My apple tastes cool and I’m grateful for the natural sugars it gives my blood.  Why  am I down?
Would the sun not be so bright if I were lighter inside?
How come it takes me so long to walk outside?
A pool a walk away.
A TV mounted to the wall.
Food in our pantry and friends on the screen.
That’s what this is... a dimmer.
Light pushes, slams, forces its way into my body and the darkness is overwhelmed.  
I wish it lasted,
A relationship that I can touch means almost nothing but those that are out of reach I long to be touching.
Is this his biggest trick in the book, make good things seem empty?
Because when I feel like this it’s the bad things that I want to do so I can be full- eat, watch, read, skim, stalk, envy, wish, self-hate, embarrassed, sad.

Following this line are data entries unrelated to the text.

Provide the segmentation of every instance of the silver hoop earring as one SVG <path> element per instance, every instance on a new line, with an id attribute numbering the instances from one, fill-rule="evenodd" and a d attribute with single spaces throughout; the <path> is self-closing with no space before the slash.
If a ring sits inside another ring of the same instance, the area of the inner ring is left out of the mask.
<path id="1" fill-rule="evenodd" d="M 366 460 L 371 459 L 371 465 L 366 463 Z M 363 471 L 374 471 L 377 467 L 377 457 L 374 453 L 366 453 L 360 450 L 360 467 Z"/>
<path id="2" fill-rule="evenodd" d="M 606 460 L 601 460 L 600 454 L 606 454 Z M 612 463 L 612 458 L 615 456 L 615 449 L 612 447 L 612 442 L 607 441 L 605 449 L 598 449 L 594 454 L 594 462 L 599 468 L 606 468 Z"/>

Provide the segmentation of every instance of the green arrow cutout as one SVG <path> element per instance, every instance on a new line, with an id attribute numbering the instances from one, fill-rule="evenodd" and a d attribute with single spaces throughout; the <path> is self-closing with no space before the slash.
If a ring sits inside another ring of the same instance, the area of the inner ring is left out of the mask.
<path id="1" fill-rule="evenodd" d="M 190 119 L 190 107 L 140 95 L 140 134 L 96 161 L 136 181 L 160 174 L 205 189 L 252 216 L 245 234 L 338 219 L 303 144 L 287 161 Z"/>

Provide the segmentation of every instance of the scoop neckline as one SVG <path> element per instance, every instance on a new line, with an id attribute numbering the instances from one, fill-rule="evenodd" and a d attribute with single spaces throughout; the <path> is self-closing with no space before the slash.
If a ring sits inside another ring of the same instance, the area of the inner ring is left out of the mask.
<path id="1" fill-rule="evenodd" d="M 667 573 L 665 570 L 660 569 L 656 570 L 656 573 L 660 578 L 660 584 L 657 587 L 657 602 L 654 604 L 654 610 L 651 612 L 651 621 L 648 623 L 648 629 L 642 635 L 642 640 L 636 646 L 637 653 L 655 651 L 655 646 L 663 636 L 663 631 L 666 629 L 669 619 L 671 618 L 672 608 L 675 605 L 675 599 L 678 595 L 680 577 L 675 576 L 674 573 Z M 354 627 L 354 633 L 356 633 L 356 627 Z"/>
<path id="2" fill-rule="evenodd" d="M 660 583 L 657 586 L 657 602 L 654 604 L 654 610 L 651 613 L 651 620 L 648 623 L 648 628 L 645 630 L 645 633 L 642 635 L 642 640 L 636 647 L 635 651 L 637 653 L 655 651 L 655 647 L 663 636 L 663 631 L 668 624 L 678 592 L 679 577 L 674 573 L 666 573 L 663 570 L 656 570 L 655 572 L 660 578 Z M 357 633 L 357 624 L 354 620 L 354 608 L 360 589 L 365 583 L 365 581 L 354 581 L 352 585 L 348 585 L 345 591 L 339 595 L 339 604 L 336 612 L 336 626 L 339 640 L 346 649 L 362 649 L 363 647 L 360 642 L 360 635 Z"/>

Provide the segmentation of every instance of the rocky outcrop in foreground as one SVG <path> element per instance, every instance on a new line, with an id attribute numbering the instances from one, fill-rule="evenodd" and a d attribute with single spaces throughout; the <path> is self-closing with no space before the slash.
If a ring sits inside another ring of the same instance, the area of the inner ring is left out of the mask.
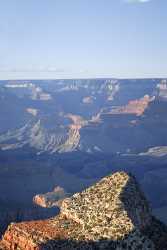
<path id="1" fill-rule="evenodd" d="M 11 224 L 0 249 L 165 250 L 166 238 L 135 178 L 118 172 L 66 198 L 55 218 Z"/>

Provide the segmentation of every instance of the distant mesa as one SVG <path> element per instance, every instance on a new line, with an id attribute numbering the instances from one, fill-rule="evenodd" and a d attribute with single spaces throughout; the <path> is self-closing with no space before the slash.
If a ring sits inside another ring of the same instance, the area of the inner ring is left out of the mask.
<path id="1" fill-rule="evenodd" d="M 157 84 L 159 99 L 167 100 L 167 80 L 162 80 Z"/>
<path id="2" fill-rule="evenodd" d="M 83 98 L 82 102 L 85 104 L 92 104 L 93 100 L 94 100 L 93 96 L 86 96 Z"/>
<path id="3" fill-rule="evenodd" d="M 131 100 L 125 106 L 115 107 L 111 110 L 111 114 L 135 114 L 140 116 L 144 113 L 149 103 L 152 102 L 155 97 L 145 95 L 143 98 L 138 100 Z"/>
<path id="4" fill-rule="evenodd" d="M 61 201 L 68 196 L 70 196 L 70 194 L 66 193 L 64 188 L 57 186 L 52 192 L 36 195 L 33 198 L 33 202 L 41 207 L 50 208 L 60 206 Z"/>
<path id="5" fill-rule="evenodd" d="M 42 88 L 31 82 L 10 82 L 6 84 L 5 87 L 7 89 L 29 89 L 29 95 L 32 100 L 49 101 L 52 99 L 51 94 L 44 92 Z"/>
<path id="6" fill-rule="evenodd" d="M 27 112 L 33 116 L 37 116 L 38 110 L 34 108 L 27 108 Z"/>
<path id="7" fill-rule="evenodd" d="M 17 83 L 17 82 L 10 82 L 9 84 L 6 84 L 6 88 L 31 88 L 34 85 L 32 83 Z"/>
<path id="8" fill-rule="evenodd" d="M 147 152 L 142 152 L 139 154 L 140 156 L 153 156 L 153 157 L 164 157 L 167 156 L 167 146 L 159 146 L 149 148 Z"/>

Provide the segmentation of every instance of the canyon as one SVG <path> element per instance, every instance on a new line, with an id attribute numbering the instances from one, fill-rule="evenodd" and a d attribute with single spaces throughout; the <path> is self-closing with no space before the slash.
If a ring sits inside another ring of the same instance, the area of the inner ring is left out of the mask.
<path id="1" fill-rule="evenodd" d="M 166 79 L 0 81 L 1 235 L 115 171 L 135 175 L 167 223 L 166 90 Z"/>

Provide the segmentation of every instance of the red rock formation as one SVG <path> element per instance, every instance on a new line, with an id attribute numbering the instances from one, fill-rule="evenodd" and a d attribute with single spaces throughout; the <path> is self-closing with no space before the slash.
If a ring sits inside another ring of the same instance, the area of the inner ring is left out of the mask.
<path id="1" fill-rule="evenodd" d="M 52 239 L 67 238 L 64 229 L 59 227 L 62 218 L 11 224 L 0 243 L 0 249 L 41 250 L 42 245 Z M 57 223 L 57 226 L 55 224 Z"/>
<path id="2" fill-rule="evenodd" d="M 69 196 L 63 188 L 55 187 L 52 192 L 48 192 L 46 194 L 37 194 L 33 198 L 33 202 L 38 206 L 49 208 L 53 206 L 59 205 L 62 199 Z"/>
<path id="3" fill-rule="evenodd" d="M 153 99 L 154 98 L 151 98 L 148 95 L 145 95 L 143 98 L 139 100 L 129 101 L 129 103 L 125 106 L 115 107 L 111 111 L 111 113 L 112 114 L 135 114 L 137 116 L 140 116 L 144 113 L 145 109 L 148 107 L 148 104 Z"/>
<path id="4" fill-rule="evenodd" d="M 71 129 L 80 130 L 84 125 L 86 125 L 86 121 L 79 115 L 67 114 L 65 117 L 69 118 L 72 121 L 72 124 L 69 125 Z"/>

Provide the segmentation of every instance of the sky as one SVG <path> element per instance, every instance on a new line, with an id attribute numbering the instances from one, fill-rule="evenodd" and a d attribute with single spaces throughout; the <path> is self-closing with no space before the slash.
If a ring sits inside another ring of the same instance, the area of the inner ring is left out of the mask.
<path id="1" fill-rule="evenodd" d="M 166 0 L 0 0 L 0 79 L 167 77 Z"/>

Am I giving life to death when I write the truth or would it be more dangerous to cover the pain with dishes, laundry, fake smiles and empty words.

It’s crazy. The things that keep me alive are all things I can’t even see. Well, one of them I can.
She is here because of me and the man I chose.
She helps me forget the darkness I dread will return.
Her needs come first and my selfishness drowns in her bubble bath.
I can work, smile and laugh sincerely when she’s around.

But, it doesn’t seem right.  To put my whole life in her hands.  I must be able to face this world and on my own two feet stand.
I’m grateful for the reprieve but I promise- for her, him and mostly for me- to use my time to find the ground and welcome the bright pavement more and more.
And, someday I know that when I walk outside my head won’t hurt from squinting because the brightness will match the light inside of me.